Respecto de la diversidad sexual, Putin afirmó que aunque está prohibido por Dios, no tiene inconveniente en que a los homosexuales se les permita vivir la vida personal que quieran, siempre que sus preferencias no perturben la cultura, las tradiciones y valores familiares predominantes. Con este fundamento, es obvio que pueden ser discriminados. El retroceso es enorme en la comprensión y respeto de la diversidad humana.

En su edición del 29 de agosto, The Economist realizó un prolijo recuento de las estrategias adelantadas en Hungría por el primer ministro Viktor Orban para controlar la totalidad del poder político, aunque, en apariencia, manteniendo incólume el Estado de Derecho. Habiendo llegado al poder por medios electorales legales, igual que Hitler en Alemania en 1933 o Mussolini en Italia en 1922, sus primeras acciones estuvieron encaminadas a controlar el poder judicial. Para este fin se incrementó el número de magistrados de la Corte Constitucional, luego se procedió a reducir la edad de retiro forzoso de los jueces, acciones complementadas con un control gubernamental de las promociones en la judicatura. Cumplidas estas acciones, el gobierno pudo modificar la Constitución ad libitum. Así ha surgido un sistema que se denomina de “cooperación nacional”. Y en la realidad lo es: nadie puede rehusarse a cooperar sin asumir graves consecuencias. ¡Adiós a la separación de poderes!

Los pasos siguientes estuvieron encaminados a eliminar la capacidad de la oposición para difundir sus mensajes, propósito fácil de cumplir mediante el control de los medios de comunicación. Lo más interesante no es que se proceda de esta manera; es la sutileza de las medidas: en vez de acudir, por ejemplo, al burdo mecanismo de la censura de prensa, se opera mediante la asignación selectiva de las pautas publicitarias oficiales. La utilización de la Oficina Estatal de Auditoría ha servido también para castigar a las formaciones políticas refractarias a entrar en la coalición de Orban. El control de la educación y la academia, últimos bastiones de la disidencia, han permitido cerrar el círculo de concentración del poder.

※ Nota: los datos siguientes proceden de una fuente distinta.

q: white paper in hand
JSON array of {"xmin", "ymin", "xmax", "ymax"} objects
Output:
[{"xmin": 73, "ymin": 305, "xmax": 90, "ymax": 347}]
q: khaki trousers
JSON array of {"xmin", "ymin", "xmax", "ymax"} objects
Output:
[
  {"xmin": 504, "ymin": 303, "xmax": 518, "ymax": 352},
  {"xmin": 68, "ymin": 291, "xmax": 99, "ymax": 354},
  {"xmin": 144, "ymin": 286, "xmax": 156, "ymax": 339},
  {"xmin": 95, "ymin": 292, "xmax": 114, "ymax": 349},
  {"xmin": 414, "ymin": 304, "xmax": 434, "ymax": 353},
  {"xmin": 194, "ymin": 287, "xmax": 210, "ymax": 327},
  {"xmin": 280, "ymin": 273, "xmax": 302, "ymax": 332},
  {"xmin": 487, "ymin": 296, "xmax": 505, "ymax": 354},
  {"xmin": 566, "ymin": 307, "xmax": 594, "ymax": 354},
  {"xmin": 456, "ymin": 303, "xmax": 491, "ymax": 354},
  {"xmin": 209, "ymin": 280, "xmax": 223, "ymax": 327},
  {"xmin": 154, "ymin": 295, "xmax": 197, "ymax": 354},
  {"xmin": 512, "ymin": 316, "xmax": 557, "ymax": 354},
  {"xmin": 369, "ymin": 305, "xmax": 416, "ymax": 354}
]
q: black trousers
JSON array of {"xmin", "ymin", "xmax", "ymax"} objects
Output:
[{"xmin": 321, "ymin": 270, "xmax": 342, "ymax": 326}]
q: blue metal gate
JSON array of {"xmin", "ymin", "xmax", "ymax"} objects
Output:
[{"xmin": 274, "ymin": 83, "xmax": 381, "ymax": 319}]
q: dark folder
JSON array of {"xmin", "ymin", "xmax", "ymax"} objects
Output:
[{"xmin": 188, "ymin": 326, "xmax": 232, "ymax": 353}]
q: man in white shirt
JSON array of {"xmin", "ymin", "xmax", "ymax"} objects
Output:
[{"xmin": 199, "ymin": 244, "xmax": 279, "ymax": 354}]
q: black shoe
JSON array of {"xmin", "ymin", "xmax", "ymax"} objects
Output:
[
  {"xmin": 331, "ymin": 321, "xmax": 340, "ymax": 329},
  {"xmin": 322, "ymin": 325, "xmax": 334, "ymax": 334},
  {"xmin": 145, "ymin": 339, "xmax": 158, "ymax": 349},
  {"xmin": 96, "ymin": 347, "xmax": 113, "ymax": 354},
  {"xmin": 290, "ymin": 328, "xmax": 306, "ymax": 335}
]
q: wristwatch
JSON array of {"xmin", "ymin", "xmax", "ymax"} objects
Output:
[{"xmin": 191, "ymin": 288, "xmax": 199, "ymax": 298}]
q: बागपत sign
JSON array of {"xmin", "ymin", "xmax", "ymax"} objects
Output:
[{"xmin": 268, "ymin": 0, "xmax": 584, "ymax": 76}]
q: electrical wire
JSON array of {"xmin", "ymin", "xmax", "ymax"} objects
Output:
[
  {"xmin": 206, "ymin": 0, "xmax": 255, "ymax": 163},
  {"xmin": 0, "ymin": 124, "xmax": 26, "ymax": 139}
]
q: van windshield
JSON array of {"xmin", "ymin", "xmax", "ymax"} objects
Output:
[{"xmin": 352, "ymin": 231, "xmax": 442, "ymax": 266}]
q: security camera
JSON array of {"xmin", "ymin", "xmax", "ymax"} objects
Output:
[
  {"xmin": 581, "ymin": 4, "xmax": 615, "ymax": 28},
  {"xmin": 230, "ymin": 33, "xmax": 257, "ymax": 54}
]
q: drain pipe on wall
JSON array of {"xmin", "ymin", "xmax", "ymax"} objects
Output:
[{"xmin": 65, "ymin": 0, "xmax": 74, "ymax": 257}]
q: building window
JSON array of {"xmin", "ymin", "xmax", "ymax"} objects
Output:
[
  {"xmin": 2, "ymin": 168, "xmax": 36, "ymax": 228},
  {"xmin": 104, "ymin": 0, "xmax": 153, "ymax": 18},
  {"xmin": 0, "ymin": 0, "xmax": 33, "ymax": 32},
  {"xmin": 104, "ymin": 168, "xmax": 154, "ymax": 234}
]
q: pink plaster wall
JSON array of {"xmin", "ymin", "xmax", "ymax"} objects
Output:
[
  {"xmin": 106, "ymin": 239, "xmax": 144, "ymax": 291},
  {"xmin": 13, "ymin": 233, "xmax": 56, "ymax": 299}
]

Como tanto Putin como Orban mantienen elevados índices de popularidad, así haya algún grado de manipulación de las encuestas, cabe preguntarse si sus formas de acción son incompatibles con la democracia. La respuesta depende de si adoptamos una noción absolutista de la democracia o una liberal.

Según la primera, uno de cuyos teóricos principales fue Jean Jaques Rousseau, la voluntad general se impone sobre los individuos. Para vivir en sociedad, los seres humanos establecen un contrato social implícito que les otorga ciertos derechos a cambio de abandonar la libertad de que dispondrían en estado de naturaleza. Esa voluntad general constituye la cúspide de la racionalidad y, por ende, los integrantes de la polis están obligados a acatarla.

La democracia liberal es radicalmente distinta. Parte del convencimiento de que la sociedad es inherentemente conflictiva, razón por la cual no es posible establecer para ella un modelo óptimo. La mayoría tiene derecho a gobernar pero, por elevada que ella sea, ha de respetar los derechos de las minorías y la dignidad de los individuos. Las libertades de cada uno de nosotros deben ser tuteladas siempre que su ejercicio no atente contra las libertades de los demás: restringirlas sólo es posible para atenuar las desigualdades sociales y establecer lo que la Constitución llama “un orden social justo”. Como esta noción es disputable, sus alcances deben establecerse y modificarse, primordialmente, en el juego político electoral y en el seno del Congreso, el organismo que a todos nos representa.

La democracia colombiana no es perfecta; ninguna lo es. Aquí y allá se encuentran acciones y omisiones que preocupan. Hay que cuidarla y fortalecerla. Una ciudadanía alerta y vigilante es indispensable.